Антон стоял у кухонного окна. Снег шёл мелкий, неуверенный, не снег ещё, а обещание снега. Хлопья таяли на мокром асфальте, не задерживаясь, не накапливаясь. Ноябрь отступал. Декабрь подступал. Между ними был один из тех дней, которые всё ещё можно было назвать осенью.
Квартира. Чертаново. Первый раз за долгое время Антон находился здесь не как гость на собственном кухонном полу, а как человек, который живёт. Две комнаты и кухня. Голые стены, обои с рисунком, который мать когда-то выбрала. На полках мамино: книги, которые она не дочитала, фотография в рамке (Антон в пять лет, в панамке, на даче у кого-то, он не помнил, у кого), пустая ваза. Всё стояло так, словно мать уехала вчера и вернётся завтра. Она уехала ещё в августе. Не вернётся до весны. Может, дольше.
Из Катиной комнаты звуки. Шорох ткани, стук выдвижного ящика, щелчок замка чемодана. Катя собиралась.
Антон стоял в кухне и кипятил чайник. Не электрический, эмалированный, на плите, газовая горелка гудела синим. Кофе кончился несколько дней назад, растворимый в жёлтой банке, последняя ложка ушла в начале недели. Остался чай — пакетики в коробке без крышки, самые дешёвые, с чайной пылью внутри. Антон бросил один в стакан, уже стоявший в подстаканнике — мамином, советском, алюминиевом, с рисунком поезда на боковине. Домашность этого жеста, подстаканник, чай, газовая плита, была чужой. Последние недели Антон жил подвалом, радиорынком, кухонным полом. Подстаканник был из другой жизни.
Агент молчал. С вечера ни слова, ни прямоугольника, ни процента. После возвращения Оператора, после отфильтрованного отчёта — тишина. Антон не спрашивал. Ему тоже было привычнее в тишине.

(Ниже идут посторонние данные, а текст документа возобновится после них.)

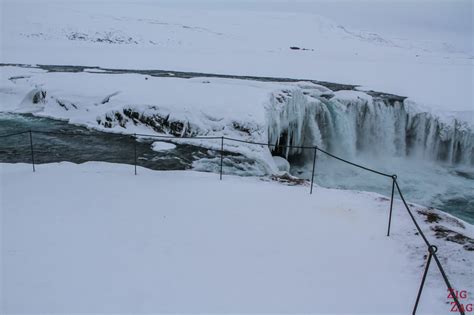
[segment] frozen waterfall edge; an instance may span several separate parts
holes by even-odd
[[[267,123],[270,144],[317,145],[347,158],[363,153],[474,165],[472,125],[420,110],[410,100],[299,84],[270,96]],[[304,152],[273,154],[291,159]]]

За окном двор. Детская площадка, пустая. Качели на цепях, неподвижные, мокрые. Песочница с лужей. Ряд гаражей, на одном граффити, нечитаемое, расплывшееся от дождей. Антон помнил этот двор летом: дети, мячик, бабушки на скамейке с семечками. Сейчас пусто. Ноябрь.
Полез в шкаф за сахаром. За банками, на дальней полке, — мамино хозяйство, нетронутое. Рука наткнулась на стеклянную банку. Томатная паста. Мамина, забытая, месяцев шесть стоит. Крышка бумажная, зажатая резинкой. Антон сдвинул банку, и запах — вырвался.
Томат. Лук. Сладковатый, густой запах старых овощей, чуть прокисших, чуть железистых от стенки банки. Запах борща. Не сам борщ, его предвестник. Его сырьё. Запах, от которого мозг достраивал остальное: пар, плита, кастрюля, мать стоит спиной.
Мать варила борщ по субботам. Не каждую, только когда отец возвращался раньше. Два раза в месяц, может три. Кухня в старой квартире. Антон не помнил адрес, не помнил улицу, помнил пар на окне и мамину спину. Она стояла у плиты и гудела что-то — не мелодию, без слов, просто гудение, вибрация. Низкое, ровное, тёплое. Так она делала, когда было нормально. Когда стакан стоял в подстаканнике. Когда отец ещё сидел за столом.
Стул. Отцов стул. Деревянный, с потёртой спинкой, у стены. После того как отец ушёл, без объяснений, без адреса, без звонка, просто исчез, стул остался. Мать передвинула его к стене, но не убрала. Никто на него не садился. Антон помнил: мать ставила на стул стопку газет, потом пакет с картошкой, потом ничего. Стул стоял, и его пустота имела форму. Даже сейчас, в чертановской кухне, где отцовского стула не было, пустота была. Без мебели, без дерева. Пустое место за столом, которое Антон обходил, не замечая, что обходит.
Антон застыл с банкой в руках. Пар от борща, которого не было. Мамино гудение, которого не было. Запах, который был. Единственное настоящее, и оно уходило, уходило, и через десять секунд его не станет, и в кухне останется только чай и ноябрь.
Ринат приезжал однажды. Из Барнаула, зимой, на три дня. Большой, спокойный, руки тяжёлые. Сел за стол. Стул скрипнул. Мать поставила борщ. Ел молча, серьёзно, основательно, как человек, который хвалит не словами, а тем, что ест. Мать стояла у плиты и смотрела, и на лице у неё было то, чего Антон тогда не понимал, а сейчас понял: облегчение. Не большое, не праздничное. Кастрюля на плите. Тарелки на столе. Всем налито, всем хватает. Кухня на минуту собралась правильно.
— Ещё? — спросила мать.
— Ещё, пожалуйста, — сказал Ринат. И повернулся к Антону: — Понимаешь, Антошка, я такого борща нигде не ел.
Врал. Но Ринат всегда хвалил мамину версию. Мужская дипломатия. Тёплая, тихая. Мать улыбнулась. Ринат улыбнулся. Антон сидел между ними и не знал, что запомнит не Рината и не борщ, а эту редкую минуту, когда дома всё стало как надо, хотя стул у стены всё равно стоял пустой.